Use cytarabine between parentheses following the “cytosine arabinoside.

An effective regimen for induction in previously untreated patients has been Mitoxantrone 10-12 mg/m2 IV for 3 days combined with cytosine arabinoside 100 mg/m2 IV for 7 days (by continuous infusion). This is followed by second induction and consolidation courses as thought appropriate by the treating clinician. In clinical studies, duration of therapy in induction and consolidation courses with Mitoxantrone have been reduced to 2 days, and that of cytosine arabinoside to 5 days. However, modification to the above regimen should be carried out by the treating clinician depending on individual patient factors.

Efficacy has also been demonstrated with Mitoxantrone in combination with etoposide in patients who had relapsed or who were refractory to primary conventional chemotherapy. The use of Mitoxantrone in combination with etoposide, as with other cytotoxics, may result in greater myelosuppression than with Mitoxantrone alone.

Reference should be made to the published literature for information on specific dosage regimens. Mitoxantrone should be used by clinicians experienced in the use of chemotherapy regimens. Dosage adjustments should be made by the treating clinician as appropriate, taking into account toxicity, response and individual patient characteristics.

Children and adolescents:

As experience with Mitoxantrone in paediatric leukaemia is limited, dosage recommendations in this patient population cannot at present be given.

Hepatic impairment

Mitoxantrone is not recommended in patients with abnormal liver function tests because its clearance is reduced by hepatic impairment and laboratory measurements cannot predict the degree of this. Therefore, appropriate dose adjustments cannot be recommended. Liver function tests should be performed prior to each course of therapy. Careful supervision is recommended when treating patients with severe hepatic insufficiency. The safety of Mitoxantrone in such patients has not been established.

Method of administration:

For intravenous use only.

Dilute the required volume of Mitoxantrone Sterile Concentrate to at least 50 ml in either of the following infusion solutions: sodium chloride 9 mg/ml (0.9%), glucose 50 mg/ml (5%), or sodium chloride 9 mg/ml (0.9 %) and glucose 50 mg/ml (5 %). Use Leur-lock fittings on all syringes and sets. Large bore needles are recommended to minimise pressure and the possible formation of aerosols.

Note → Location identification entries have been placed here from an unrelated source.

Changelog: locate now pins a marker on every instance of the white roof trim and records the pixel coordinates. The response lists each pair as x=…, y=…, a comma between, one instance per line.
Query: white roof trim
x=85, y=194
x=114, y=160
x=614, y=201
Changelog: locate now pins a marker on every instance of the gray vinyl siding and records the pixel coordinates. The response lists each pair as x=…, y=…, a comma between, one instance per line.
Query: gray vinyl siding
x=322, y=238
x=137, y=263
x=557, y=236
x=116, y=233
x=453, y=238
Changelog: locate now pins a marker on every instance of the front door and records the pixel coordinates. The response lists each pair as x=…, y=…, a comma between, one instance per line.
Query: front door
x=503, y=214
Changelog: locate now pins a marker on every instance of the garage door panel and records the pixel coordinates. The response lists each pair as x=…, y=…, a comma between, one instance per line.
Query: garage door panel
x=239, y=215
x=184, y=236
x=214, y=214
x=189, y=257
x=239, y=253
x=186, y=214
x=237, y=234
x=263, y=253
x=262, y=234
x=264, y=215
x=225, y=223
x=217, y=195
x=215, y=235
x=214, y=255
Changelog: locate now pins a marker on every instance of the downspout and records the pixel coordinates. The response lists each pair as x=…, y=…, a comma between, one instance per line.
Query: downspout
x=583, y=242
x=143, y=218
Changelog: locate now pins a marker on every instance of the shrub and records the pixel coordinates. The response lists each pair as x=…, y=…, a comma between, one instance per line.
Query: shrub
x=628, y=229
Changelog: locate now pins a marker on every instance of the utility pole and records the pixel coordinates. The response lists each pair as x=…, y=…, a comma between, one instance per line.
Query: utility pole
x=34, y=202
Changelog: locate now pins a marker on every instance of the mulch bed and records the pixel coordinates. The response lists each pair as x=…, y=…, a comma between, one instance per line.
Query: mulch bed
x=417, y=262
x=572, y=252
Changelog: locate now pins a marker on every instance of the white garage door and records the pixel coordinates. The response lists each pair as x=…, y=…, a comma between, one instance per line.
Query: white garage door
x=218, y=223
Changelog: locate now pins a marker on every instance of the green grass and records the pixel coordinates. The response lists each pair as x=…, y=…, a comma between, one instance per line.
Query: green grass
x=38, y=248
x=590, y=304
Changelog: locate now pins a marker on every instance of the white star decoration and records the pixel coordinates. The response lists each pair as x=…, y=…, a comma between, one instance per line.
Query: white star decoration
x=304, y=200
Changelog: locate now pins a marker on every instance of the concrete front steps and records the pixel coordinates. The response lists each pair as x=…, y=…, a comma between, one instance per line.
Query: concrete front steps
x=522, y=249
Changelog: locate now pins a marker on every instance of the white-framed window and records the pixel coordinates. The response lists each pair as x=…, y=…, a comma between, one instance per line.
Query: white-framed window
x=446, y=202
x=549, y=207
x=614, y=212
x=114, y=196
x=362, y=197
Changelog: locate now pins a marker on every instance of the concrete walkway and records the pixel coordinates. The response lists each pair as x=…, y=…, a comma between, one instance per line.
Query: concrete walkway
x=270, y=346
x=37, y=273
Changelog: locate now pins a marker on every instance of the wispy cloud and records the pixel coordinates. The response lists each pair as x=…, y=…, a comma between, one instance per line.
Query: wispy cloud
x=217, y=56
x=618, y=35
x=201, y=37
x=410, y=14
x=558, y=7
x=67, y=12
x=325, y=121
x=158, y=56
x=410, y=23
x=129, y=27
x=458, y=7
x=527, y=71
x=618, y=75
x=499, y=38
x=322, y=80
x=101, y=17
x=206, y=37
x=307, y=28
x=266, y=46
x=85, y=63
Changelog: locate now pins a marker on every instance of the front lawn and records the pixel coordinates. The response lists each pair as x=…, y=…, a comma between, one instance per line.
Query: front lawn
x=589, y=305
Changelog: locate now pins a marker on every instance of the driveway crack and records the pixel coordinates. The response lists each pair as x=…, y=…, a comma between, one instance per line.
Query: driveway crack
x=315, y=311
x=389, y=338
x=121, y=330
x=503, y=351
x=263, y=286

The latter may also be reduced by the use of a venting needle.

Administer the resulting solution over not less than 3 minutes via the tubing of a freely running intravenous infusion of the above fluids. Mitoxantrone should not be mixed with other drugs in the same infusion.

If extravasation occurs, the administration should be stopped immediately and restarted in another vein. Storage

As packaged for sale

Store below 25°C. Do not refrigerate or freeze.

In use

Chemical and physical in use stability of the diluted product has been demonstrated for 24 hours at 25°C and for 72 hours at 2-8°C in

•    Sodium chloride 9 mg/ml (0.9 %),

•    Glucose 50 mg/ml (5 %), or

•    Sodium chloride 9 mg/ml (0.9 %) and Glucose 50 mg/ml (5 %) solution.

From a microbiological point of view, the diluted product should be used immediately. If not used immediately, in-use storage times and conditions prior to use are the responsibility of the user and would normally not be longer than 24 hours at 2 to 8°C.